Influence of soy isoflavones in breast cancer angiogenesis: a multiplex glass ELISA approach.

作者信息

Uifalean Alina, Rath Hermann, Hammer Elke, Ionescu Corina, Iuga Cristina Adela, Lalk Michael

机构信息

Department of Pharmaceutical Analysis, Faculty of Pharmacy, "Iuliu Hațieganu" University of Medicine and Pharmacy, Cluj-Napoca, Romania.

出版信息

J BUON. 2018 Dec;23(7):53-59.

Abstract

PURPOSE

The aim of this study was to evaluate the anti-angiogenic properties of soy isoflavones using two breast cancer cell lines, by measuring the concentration of 30 cytokines involved in angiogenesis using a multiplex glass slide ELISA-based array.

METHODS

Estrogen-dependent MCF-7 cells and estrogen-independent MDA-MB-231 cells were exposed to genistein (Gen), daidzein (Dai) and a soy seed extract (Ext) for 72 hrs, at selected concentration levels.

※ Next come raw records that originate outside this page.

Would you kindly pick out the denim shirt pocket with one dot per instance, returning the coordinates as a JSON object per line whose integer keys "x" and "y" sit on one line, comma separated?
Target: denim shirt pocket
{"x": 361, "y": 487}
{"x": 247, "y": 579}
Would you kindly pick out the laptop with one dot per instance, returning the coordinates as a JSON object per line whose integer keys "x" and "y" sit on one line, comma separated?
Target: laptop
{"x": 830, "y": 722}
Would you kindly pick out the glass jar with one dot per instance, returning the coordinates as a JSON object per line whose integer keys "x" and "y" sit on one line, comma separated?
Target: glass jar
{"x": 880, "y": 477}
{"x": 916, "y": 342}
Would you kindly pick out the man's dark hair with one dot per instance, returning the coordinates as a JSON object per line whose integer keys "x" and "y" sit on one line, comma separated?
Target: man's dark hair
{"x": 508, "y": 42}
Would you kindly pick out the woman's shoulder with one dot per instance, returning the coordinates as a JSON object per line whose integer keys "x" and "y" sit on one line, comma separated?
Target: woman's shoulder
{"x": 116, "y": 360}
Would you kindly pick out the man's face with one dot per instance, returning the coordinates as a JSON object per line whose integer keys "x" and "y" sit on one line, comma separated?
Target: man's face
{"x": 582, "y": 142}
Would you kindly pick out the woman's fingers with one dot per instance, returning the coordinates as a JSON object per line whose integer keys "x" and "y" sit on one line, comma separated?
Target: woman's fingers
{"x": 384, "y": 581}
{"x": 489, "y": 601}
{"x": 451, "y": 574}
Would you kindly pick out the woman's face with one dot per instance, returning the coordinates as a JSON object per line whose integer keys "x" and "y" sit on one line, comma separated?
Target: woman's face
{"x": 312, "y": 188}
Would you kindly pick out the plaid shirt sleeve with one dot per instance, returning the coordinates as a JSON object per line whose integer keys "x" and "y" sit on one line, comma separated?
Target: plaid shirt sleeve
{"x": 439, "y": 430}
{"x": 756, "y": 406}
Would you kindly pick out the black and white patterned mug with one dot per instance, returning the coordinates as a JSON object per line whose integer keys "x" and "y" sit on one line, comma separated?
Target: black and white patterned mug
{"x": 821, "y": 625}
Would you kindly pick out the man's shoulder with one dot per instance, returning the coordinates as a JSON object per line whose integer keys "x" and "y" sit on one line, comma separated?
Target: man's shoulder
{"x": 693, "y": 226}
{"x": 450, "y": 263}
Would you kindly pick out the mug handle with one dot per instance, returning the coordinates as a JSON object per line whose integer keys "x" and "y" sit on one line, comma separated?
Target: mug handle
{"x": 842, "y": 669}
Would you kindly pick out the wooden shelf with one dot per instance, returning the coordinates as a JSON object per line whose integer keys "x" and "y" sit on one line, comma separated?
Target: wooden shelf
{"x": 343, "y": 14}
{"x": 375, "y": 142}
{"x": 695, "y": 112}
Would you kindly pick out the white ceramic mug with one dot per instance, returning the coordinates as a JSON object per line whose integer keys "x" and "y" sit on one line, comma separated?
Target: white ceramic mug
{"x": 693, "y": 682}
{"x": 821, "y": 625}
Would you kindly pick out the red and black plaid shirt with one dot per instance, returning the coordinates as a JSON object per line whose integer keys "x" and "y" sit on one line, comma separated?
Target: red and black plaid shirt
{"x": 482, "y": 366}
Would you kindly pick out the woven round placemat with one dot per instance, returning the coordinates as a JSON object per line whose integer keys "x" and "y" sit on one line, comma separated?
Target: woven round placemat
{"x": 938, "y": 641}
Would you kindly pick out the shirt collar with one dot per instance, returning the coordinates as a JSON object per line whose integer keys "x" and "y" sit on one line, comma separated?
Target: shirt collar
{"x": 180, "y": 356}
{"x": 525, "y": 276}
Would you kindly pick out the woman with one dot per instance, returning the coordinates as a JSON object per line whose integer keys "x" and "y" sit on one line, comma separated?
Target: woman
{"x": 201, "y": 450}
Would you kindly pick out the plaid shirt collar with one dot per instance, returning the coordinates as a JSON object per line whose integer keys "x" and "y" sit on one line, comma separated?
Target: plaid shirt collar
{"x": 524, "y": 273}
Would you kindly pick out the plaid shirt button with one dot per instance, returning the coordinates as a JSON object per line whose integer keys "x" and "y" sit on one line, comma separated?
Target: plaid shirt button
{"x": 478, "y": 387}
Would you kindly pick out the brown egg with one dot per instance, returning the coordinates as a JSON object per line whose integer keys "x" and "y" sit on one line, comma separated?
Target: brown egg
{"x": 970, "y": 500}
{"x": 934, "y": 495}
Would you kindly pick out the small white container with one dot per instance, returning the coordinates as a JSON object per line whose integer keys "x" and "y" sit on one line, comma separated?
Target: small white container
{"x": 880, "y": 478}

The conditioned medium was analyzed using a glass slide, multiplex sandwich ELISA-based platform with fluorescent detection which allowed the identification and the quantification of 30 angiogenesis-related cytokines.

RESULTS

In MCF-7 cells, low, stimulatory concentrations of test compounds determined the increase of CXCL16 and VEGF-A level. Gen induced the greatest effect, with 1.5-fold change compared to control. When MDA-MB-231 cells were exposed to inhibitory concentrations, all test compounds determined a reduction of CXCL16 and VEGF-A level with approximately 30%.

CONCLUSIONS

Soluble CXCL16 and VEGF-A are two promoters of angiogenesis and metastasis in breast cancer. The stimulation of these two angiogenesis-related cytokines could represent one of the mechanisms explaining the proliferative effects of low isoflavone doses in estrogen-dependent cells. In estrogen-independent cells, soy isoflavones inhibited their secretion, demonstrating promising anti-angiogenic properties.

摘要

目的

本研究旨在通过使用基于多重玻片酶联免疫吸附测定(ELISA)阵列测量参与血管生成的30种细胞因子的浓度,来评估大豆异黄酮对两种乳腺癌细胞系的抗血管生成特性。

方法

将雌激素依赖性MCF-7细胞和雌激素非依赖性MDA-MB-231细胞在选定的浓度水平下暴露于染料木黄酮(Gen)、大豆苷元(Dai)和大豆种子提取物(Ext)72小时。使用基于多重夹心ELISA的荧光检测玻片平台分析条件培养基,该平台可识别和定量30种与血管生成相关的细胞因子。

结果

在MCF-7细胞中,低浓度的刺激性测试化合物可导致CXCL16和VEGF-A水平升高。染料木黄酮诱导的效果最显著,与对照组相比变化了1.5倍。当MDA-MB-231细胞暴露于抑制浓度时,所有测试化合物均使CXCL16和VEGF-A水平降低约30%。

结论

可溶性CXCL16和VEGF-A是乳腺癌血管生成和转移的两个促进因子。这两种与血管生成相关的细胞因子的刺激可能是解释低剂量异黄酮对雌激素依赖性细胞增殖作用的机制之一。在雌激素非依赖性细胞中,大豆异黄酮抑制了它们的分泌,显示出有前景的抗血管生成特性。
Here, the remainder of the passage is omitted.